A Review On: XTZ EarPhone 12 Sport

XTZ EarPhone 12 Sport

Rated # 3 in Sport
See all 1 reviews
Review Details:
Audio Quality
Comfort
Design
Durability
Value
Purchased on:
Price paid: $110.00
Mr_Owlow
Posted · Updated · 1377 Views · 1 Comment

Pros: Great sound with DSP processing on, good sound with it off. Split chord length and an in-line microphone

Cons: App only available on iOS devices, music has to be stored locally (no iTunes Match)

Background

I've had the JCV Victor FX500 / FX1000 earphones for several years now, and been very happy with the sound. The plug is now hanging on by a thread and I wanted something new before it breaks.
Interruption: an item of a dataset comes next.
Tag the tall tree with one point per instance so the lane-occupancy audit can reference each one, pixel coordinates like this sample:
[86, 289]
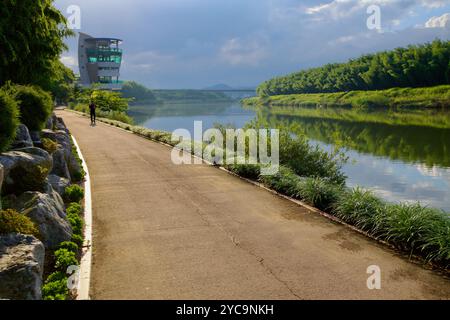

After a bit of research I found out that XTZ, a company from my own country, had developed an earphone with DSP correction for the iPhone. There are two versions of these earphones, the EarPhone 12, which is just the phones, and EarPhone 12 Sports, which has an in-line mic, ear hooks and a clothes clip. The one thing I had been missing with the JCVs was a mic so I chose the Sports.

 

Design

The housing, though it looks like metal, is made of durable plastic, something I think is good since it keeps the weight down. They are quite big for in-ear phones but fit comfortably nonetheless, and the ear hooks attach and detach easily. The combination of the gunmetal gray housing and the black and red narrow but flat tangle free wire is cool and sporty. There are magnets in the back of the earphones that makes them attach like a necklace while not in use, something I found pretty useful.

 

The Sound

The sound out of the box was pretty damn good for an earphone in this price range, but when I installed the XTZ Player and turned on the Dirac DSP correction, Just WOW. The soundstage opened way up, the clarity in the bass and highs improved greatly, and it just put a smile on my face. There are 6 different corrections, the standard, 3 bass boost modes, a Bright mode and one for when you use ComplyFoam buds. The bass boost is very well done and doesn't detract from the detail in the sound, and is perfect to use when listening to older rock or other music that can be a bit thin. I haven't seen much use of the Bright option, since I like the level and clarity of the highs a lot, but for some recordings it is appropriate.

 

Compared to JVC

Without the corrections on the JVC phones does sound a bit better, as they should, being almost 3 times as expensive, but once the DSP is on the XTZ:s even surpasses them. They isolate much better, and the cable means they tangle less. The sound is a bit more linear, and the bass is great on both but even better on the XTZ.

 

I recommend these earphones wholeheartedly, and I can see myself replacing the JVCs with them full time.

1 Comment:

This need a bit more attention. Technology like this is the future of headphone listening.